First note that if $(x,y,z)\in\Bbb{Q}^3$ satisfies
$$\frac{x^3}{y^3+z^3}+\frac{y^3}{x^3+z^3}+\frac{z^3}{y^3+x^3}=1,\tag{1}$$
then so does $(kx,ky,kz)$ for every nonzero integer $k$, so it suffices to find the integral solutions to $(1)$.
Now suppose $(x,y,z)\in\Bbb{Z}$ is and integral solution to $(1)$. Then clearing denominators and rearranging a bit we see that
$$x^9+y^9+z^9+x^3y^3z^3=0.$$
Then setting $(X,Y,Z):=(x^3,y^3,z^3)$ we get the following cubic equation in $X$, $Y$ and $Z$,
$$X^3+Y^3+Z^3+XYZ=0,\tag{2}$$
and then using the answer to this question as suggested in the comments, we can transform this to an elliptic curve with short Weierstrass form
$$Y^2=X^3+aX+b,$$
where
$$a=\frac{3085015005}{614656}\qquad\text{ and }\qquad b=-\frac{55345728797073}{240945152}.$$
Then LMFDB tells me that the corresponding minimal Weierstrass equation is in fact
$$y^2+xy+y=x^3-4x+6,\tag{3}$$
and that this elliptic curve has rank only the following five affine rational points:
$$(1,-1),\quad(2,2),\quad(2,-5),\quad(9,23),\quad(9,-33).$$
Of course equation $(2)$ has the obvious affine solutions (i.e. with $Z=1$)

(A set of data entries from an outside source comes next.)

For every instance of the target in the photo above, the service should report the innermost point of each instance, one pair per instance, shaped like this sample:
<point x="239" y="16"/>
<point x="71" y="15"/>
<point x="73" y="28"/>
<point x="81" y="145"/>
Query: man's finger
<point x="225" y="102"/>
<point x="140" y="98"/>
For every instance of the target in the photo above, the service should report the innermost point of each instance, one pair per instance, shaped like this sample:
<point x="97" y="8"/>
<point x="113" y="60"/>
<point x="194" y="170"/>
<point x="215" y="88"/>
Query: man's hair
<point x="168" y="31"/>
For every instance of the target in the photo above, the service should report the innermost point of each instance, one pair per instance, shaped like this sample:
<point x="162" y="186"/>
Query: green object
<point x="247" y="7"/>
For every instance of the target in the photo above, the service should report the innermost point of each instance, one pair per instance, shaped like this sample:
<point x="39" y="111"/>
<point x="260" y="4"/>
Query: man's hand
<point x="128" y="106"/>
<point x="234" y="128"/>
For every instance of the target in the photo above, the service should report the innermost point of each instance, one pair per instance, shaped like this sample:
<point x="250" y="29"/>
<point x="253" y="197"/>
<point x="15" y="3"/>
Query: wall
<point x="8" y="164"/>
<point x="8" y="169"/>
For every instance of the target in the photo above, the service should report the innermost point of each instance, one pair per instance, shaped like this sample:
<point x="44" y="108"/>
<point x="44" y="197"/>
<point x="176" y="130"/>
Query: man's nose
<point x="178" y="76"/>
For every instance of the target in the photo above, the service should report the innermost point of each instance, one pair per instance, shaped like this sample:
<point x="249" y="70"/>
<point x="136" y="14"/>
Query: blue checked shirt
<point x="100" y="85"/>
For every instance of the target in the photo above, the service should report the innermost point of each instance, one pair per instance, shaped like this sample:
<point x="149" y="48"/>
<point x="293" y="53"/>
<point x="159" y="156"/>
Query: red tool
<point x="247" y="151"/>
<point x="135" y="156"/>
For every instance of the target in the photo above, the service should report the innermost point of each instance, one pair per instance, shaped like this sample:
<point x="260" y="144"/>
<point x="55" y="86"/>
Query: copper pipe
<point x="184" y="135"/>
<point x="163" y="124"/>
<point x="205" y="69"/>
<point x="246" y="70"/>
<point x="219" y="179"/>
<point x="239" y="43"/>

$$(1,-1),\quad (-1,1),\quad (-1,-1),$$
that do not correspond to solutions to $(1)$, as they have $x^3+z^3=0$ or $y^3+z^3=0$.
Then there are two more rational solutions to $(2)$ with $Z=1$, and they can be made explicit by determining the rational transformation between $(2)$ and $(3)$. If these $X$- and $Y$-values of these two rational solutions are not perfect cubes, then the original equation $(1)$ has no rational solutions, which seems likely.